For many others, their wounds were in their minds which had broken down, or their economic situations so desperate that they would perpetrate a religious hoax for money, or their egos so hungry and frail that they would do anything to get attention.
Jesus takes on and is made manifest through their wounds equally as much as the great saints.
It doesn’t matter where the pain comes from. It only matters whether we offer it up to be transformed.
It doesn’t matter if our suffering is noble or stupidly self-inflicted. It only matters that we follow him into it and through it to the other side, where new life and healing await.
But we need some help to enter suffering, our own, that of our friends and neighbors, those who are bearing terrible pain and deprivation in war and poverty around the world.
We need some truth to give us that backbone of steel.
Perhaps these words from Job will do it for you. Perhaps it is some other words of scripture, or a secular text, or the words of a loved one, or a voice that speaks deep in your own heart.
Find your truth and stand your ground today on Calvary.
Bear the stigma of being a stigmatic, the price of following the wounded and dying Savior, the courage to display your own wounds openly for the chance to bring healing to another.

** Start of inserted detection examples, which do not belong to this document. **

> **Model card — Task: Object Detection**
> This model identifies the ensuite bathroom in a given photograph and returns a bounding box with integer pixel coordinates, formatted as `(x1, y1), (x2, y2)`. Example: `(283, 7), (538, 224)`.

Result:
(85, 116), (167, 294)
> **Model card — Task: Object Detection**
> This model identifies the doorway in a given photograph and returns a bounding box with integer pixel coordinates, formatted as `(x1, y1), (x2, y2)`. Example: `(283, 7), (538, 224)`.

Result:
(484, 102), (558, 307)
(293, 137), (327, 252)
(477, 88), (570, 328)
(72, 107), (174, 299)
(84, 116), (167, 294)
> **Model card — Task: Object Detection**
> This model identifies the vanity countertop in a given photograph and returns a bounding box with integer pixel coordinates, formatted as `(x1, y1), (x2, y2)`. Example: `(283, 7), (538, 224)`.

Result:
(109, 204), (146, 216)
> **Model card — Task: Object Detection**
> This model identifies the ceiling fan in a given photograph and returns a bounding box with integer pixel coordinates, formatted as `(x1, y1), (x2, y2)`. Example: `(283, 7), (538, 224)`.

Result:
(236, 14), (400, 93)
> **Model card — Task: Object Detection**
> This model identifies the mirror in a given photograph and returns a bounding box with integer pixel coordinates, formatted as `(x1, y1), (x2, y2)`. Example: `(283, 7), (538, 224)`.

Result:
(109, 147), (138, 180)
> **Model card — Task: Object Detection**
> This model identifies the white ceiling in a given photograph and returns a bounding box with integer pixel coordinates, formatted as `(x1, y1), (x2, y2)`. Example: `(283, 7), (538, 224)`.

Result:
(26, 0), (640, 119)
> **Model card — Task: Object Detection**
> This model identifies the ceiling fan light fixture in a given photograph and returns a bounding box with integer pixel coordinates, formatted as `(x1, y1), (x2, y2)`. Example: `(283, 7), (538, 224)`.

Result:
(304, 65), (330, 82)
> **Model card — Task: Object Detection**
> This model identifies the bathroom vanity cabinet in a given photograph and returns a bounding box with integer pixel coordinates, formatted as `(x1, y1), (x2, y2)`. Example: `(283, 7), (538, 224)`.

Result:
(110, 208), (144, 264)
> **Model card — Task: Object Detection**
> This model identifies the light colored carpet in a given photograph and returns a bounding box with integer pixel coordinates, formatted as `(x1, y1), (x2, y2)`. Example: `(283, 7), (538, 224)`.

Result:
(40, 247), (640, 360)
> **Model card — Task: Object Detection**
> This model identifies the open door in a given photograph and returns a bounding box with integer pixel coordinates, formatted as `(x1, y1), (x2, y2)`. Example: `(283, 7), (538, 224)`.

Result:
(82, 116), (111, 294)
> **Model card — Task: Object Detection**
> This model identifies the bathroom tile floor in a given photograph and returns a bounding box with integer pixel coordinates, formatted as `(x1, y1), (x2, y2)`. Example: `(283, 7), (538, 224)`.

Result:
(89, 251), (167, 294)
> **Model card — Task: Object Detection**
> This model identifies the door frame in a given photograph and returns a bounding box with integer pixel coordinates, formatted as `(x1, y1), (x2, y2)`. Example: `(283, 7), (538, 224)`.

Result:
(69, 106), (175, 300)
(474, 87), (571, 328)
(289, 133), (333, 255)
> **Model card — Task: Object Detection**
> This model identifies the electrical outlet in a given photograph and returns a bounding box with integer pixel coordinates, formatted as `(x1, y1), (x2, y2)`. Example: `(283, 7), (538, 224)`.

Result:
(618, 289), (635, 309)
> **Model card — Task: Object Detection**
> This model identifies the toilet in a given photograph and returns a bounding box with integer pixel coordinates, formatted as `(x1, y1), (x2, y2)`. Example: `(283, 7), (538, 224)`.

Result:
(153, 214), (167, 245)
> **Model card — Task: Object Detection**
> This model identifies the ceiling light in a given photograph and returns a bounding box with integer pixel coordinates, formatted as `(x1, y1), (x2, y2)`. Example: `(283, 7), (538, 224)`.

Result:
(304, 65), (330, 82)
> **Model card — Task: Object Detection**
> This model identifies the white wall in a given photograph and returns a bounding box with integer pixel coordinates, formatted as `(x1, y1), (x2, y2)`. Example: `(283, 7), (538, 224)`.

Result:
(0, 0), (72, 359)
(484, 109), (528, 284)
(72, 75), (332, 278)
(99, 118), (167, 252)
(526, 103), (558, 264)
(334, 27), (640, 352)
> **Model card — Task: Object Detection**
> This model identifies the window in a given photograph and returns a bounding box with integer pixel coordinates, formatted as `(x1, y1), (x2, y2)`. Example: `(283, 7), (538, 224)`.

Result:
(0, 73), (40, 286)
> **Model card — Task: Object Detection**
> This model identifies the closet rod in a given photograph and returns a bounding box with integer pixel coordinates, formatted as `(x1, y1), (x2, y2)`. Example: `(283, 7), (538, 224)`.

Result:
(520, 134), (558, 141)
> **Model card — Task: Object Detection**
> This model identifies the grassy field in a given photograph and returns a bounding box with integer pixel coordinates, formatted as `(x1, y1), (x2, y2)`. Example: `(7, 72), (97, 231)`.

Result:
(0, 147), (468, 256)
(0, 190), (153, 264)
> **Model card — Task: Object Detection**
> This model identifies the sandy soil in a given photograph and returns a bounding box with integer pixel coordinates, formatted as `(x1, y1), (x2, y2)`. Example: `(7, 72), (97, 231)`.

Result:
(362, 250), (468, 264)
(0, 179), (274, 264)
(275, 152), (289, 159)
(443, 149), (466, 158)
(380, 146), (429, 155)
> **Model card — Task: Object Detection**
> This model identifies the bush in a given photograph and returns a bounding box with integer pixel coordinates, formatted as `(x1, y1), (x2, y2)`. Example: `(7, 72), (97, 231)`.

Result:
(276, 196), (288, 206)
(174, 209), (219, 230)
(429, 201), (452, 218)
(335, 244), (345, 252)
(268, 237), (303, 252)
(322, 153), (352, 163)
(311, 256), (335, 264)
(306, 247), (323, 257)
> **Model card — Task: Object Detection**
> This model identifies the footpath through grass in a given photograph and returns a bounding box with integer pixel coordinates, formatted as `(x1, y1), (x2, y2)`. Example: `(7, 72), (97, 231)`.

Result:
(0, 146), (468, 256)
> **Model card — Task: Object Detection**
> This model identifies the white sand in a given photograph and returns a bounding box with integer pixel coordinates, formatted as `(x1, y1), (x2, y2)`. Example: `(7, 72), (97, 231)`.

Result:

Is Jesus a truth so vital, so visceral, so real and life-altering that you bear it and show it forth in your very bones and body, your very flesh and blood?
His love for us was so real that he could only show it forth by offering us his human body to breathe and bleed and die for us today.
And he has died for us today.
But “I know that my Redeemer liveth, and at the latter day he shall stand upon the earth. And though worms destroy this body, yet in my flesh shall I see God.”